Tuesday, August 05, 2008

Carter the Prophet

Three years ago I wrote this post about Jimmy Carter not being such a bad President. One of his staffers wrote this editorial in the Philadelphia Enquirer. (HT: Some Assembly Required).
I feel even more justified in my thoughts as Carter was right about energy policy (bold text my own):

In 1979 he issued a Presidential Message to the Congress, charting a path to increased reliance on solar energy, renewable resources and conservation, and setting a goal: 20 percent of our energy needs were to be met by solar and renewable resources by the year 2000.

The message envisioned a broad range of measures to reduce the nation's oil dependency. Among them were developing and applying technologies to reduce energy consumption in industry and in the home; wind-generated electricity; biomass fuel sources; and environmentally safe ways to burn and use coal.

If we let cheap oil lull us into inactivity, Carter warned, "we could endanger our freedom as a sovereign nation to act in foreign affairs." He saw our oil addiction as a threat to our national security, and he urged the nation to break free of it.

Carter saw solar power as a key to America's energy independence. Energy from the sun would be clean and safe, and would provide a non-polluting insurance policy against the rising cost of imported oil.

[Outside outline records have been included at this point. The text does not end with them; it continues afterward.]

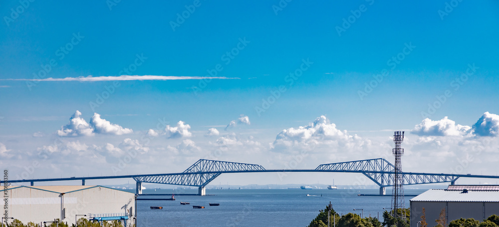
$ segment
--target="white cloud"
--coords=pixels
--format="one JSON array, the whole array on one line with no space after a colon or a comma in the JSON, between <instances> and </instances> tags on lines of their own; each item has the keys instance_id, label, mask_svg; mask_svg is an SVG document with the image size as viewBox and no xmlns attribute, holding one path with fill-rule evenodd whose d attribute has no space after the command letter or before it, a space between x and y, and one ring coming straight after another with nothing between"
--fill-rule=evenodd
<instances>
[{"instance_id":1,"label":"white cloud","mask_svg":"<svg viewBox=\"0 0 499 227\"><path fill-rule=\"evenodd\" d=\"M147 131L147 133L146 133L146 134L149 136L152 136L154 137L158 136L158 132L156 132L156 131L154 131L154 130L153 129L149 129L149 130Z\"/></svg>"},{"instance_id":2,"label":"white cloud","mask_svg":"<svg viewBox=\"0 0 499 227\"><path fill-rule=\"evenodd\" d=\"M241 135L232 132L219 138L216 143L219 146L260 146L260 143L253 139L252 136L244 139L241 138Z\"/></svg>"},{"instance_id":3,"label":"white cloud","mask_svg":"<svg viewBox=\"0 0 499 227\"><path fill-rule=\"evenodd\" d=\"M169 145L167 150L173 154L193 154L201 150L201 148L196 145L194 141L189 139L184 140L175 147Z\"/></svg>"},{"instance_id":4,"label":"white cloud","mask_svg":"<svg viewBox=\"0 0 499 227\"><path fill-rule=\"evenodd\" d=\"M4 144L0 143L0 155L6 154L9 151L10 151L10 150L7 150L7 148L5 146Z\"/></svg>"},{"instance_id":5,"label":"white cloud","mask_svg":"<svg viewBox=\"0 0 499 227\"><path fill-rule=\"evenodd\" d=\"M170 138L190 137L192 136L192 133L189 131L190 129L190 125L185 124L182 121L179 121L177 123L176 127L167 125L164 133L167 137Z\"/></svg>"},{"instance_id":6,"label":"white cloud","mask_svg":"<svg viewBox=\"0 0 499 227\"><path fill-rule=\"evenodd\" d=\"M169 139L190 137L192 136L192 133L189 132L189 129L191 129L190 125L186 124L182 121L179 121L176 126L172 127L167 125L165 130L163 131L150 129L147 131L146 135L151 137L156 137L159 135L166 135Z\"/></svg>"},{"instance_id":7,"label":"white cloud","mask_svg":"<svg viewBox=\"0 0 499 227\"><path fill-rule=\"evenodd\" d=\"M219 132L217 129L215 128L212 128L208 129L208 132L206 134L207 136L218 136L220 135L220 132Z\"/></svg>"},{"instance_id":8,"label":"white cloud","mask_svg":"<svg viewBox=\"0 0 499 227\"><path fill-rule=\"evenodd\" d=\"M279 133L275 140L270 144L271 149L279 151L313 151L314 153L325 152L329 155L325 159L339 156L346 157L351 152L370 152L369 157L374 155L372 149L379 150L386 144L374 146L370 140L356 134L350 135L346 130L336 128L325 116L321 116L309 125L297 128L289 128Z\"/></svg>"},{"instance_id":9,"label":"white cloud","mask_svg":"<svg viewBox=\"0 0 499 227\"><path fill-rule=\"evenodd\" d=\"M66 77L66 78L52 78L49 77L45 79L0 79L0 80L22 80L22 81L80 81L80 82L94 82L94 81L109 81L115 80L202 80L204 79L240 79L237 77L225 77L223 76L155 76L145 75L123 75L119 76L96 76L93 77L88 76L79 77Z\"/></svg>"},{"instance_id":10,"label":"white cloud","mask_svg":"<svg viewBox=\"0 0 499 227\"><path fill-rule=\"evenodd\" d=\"M248 116L245 116L244 114L241 114L241 117L238 118L237 120L234 120L231 121L231 122L227 125L227 126L225 127L225 130L227 130L229 128L232 128L236 127L237 125L250 125L251 124L251 122L250 122L250 117Z\"/></svg>"},{"instance_id":11,"label":"white cloud","mask_svg":"<svg viewBox=\"0 0 499 227\"><path fill-rule=\"evenodd\" d=\"M79 141L69 141L63 143L58 146L52 144L48 146L43 146L37 148L36 150L39 154L43 155L47 155L52 159L57 159L61 156L68 155L81 156L85 154L90 147L85 143L80 143ZM52 154L57 154L57 155L51 155ZM65 158L63 159L65 159Z\"/></svg>"},{"instance_id":12,"label":"white cloud","mask_svg":"<svg viewBox=\"0 0 499 227\"><path fill-rule=\"evenodd\" d=\"M499 136L499 115L488 112L473 125L474 133L480 136Z\"/></svg>"},{"instance_id":13,"label":"white cloud","mask_svg":"<svg viewBox=\"0 0 499 227\"><path fill-rule=\"evenodd\" d=\"M111 122L101 118L100 115L97 113L94 113L94 115L90 119L90 124L93 126L94 132L96 133L123 135L133 132L130 129L124 128L117 124L111 124Z\"/></svg>"},{"instance_id":14,"label":"white cloud","mask_svg":"<svg viewBox=\"0 0 499 227\"><path fill-rule=\"evenodd\" d=\"M119 145L119 147L124 151L135 150L140 154L145 154L149 151L149 148L145 147L137 140L126 138Z\"/></svg>"},{"instance_id":15,"label":"white cloud","mask_svg":"<svg viewBox=\"0 0 499 227\"><path fill-rule=\"evenodd\" d=\"M469 134L471 129L470 126L456 125L456 122L445 117L438 121L426 118L411 132L419 136L465 136Z\"/></svg>"},{"instance_id":16,"label":"white cloud","mask_svg":"<svg viewBox=\"0 0 499 227\"><path fill-rule=\"evenodd\" d=\"M56 132L60 136L93 136L93 129L81 118L81 113L78 110L69 118L69 123L63 126Z\"/></svg>"},{"instance_id":17,"label":"white cloud","mask_svg":"<svg viewBox=\"0 0 499 227\"><path fill-rule=\"evenodd\" d=\"M105 119L100 118L100 115L94 113L90 118L90 124L87 123L81 117L81 113L78 110L71 116L69 123L63 126L56 134L60 136L75 137L81 136L93 136L95 133L111 135L123 135L131 133L133 131L130 129L123 128L115 124L111 124ZM41 135L35 133L33 136Z\"/></svg>"}]
</instances>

As a demonstration of his commitment, Carter directed that solar collectors be installed on the roof of the White House.

He proposed the creation of a Solar Bank to provide capital at subsidized rates for the development and application of solar technologies.

Congress responded by passing legislation to create the bank.

In 1981, Ronald Reagan moved into the White House. The solar collectors were removed. The Solar Bank was abandoned; when asked when its board of directors would meet, a high administration official said, "Never."

Instead of achieving energy independence, we became a nation of energy gluttons, beholden to dictators who are our suppliers but not our friends.

And with what dire consequences. We are paying about $4 a gallon for gasoline. We have fought two wars in the Middle East. Whatever justifications may be given, one may wonder what national interest would have required those wars if we had not needed the oil.

And we have spawned a deadly terrorist organization - al-Qaeda - by our very presence in Saudi Arabia.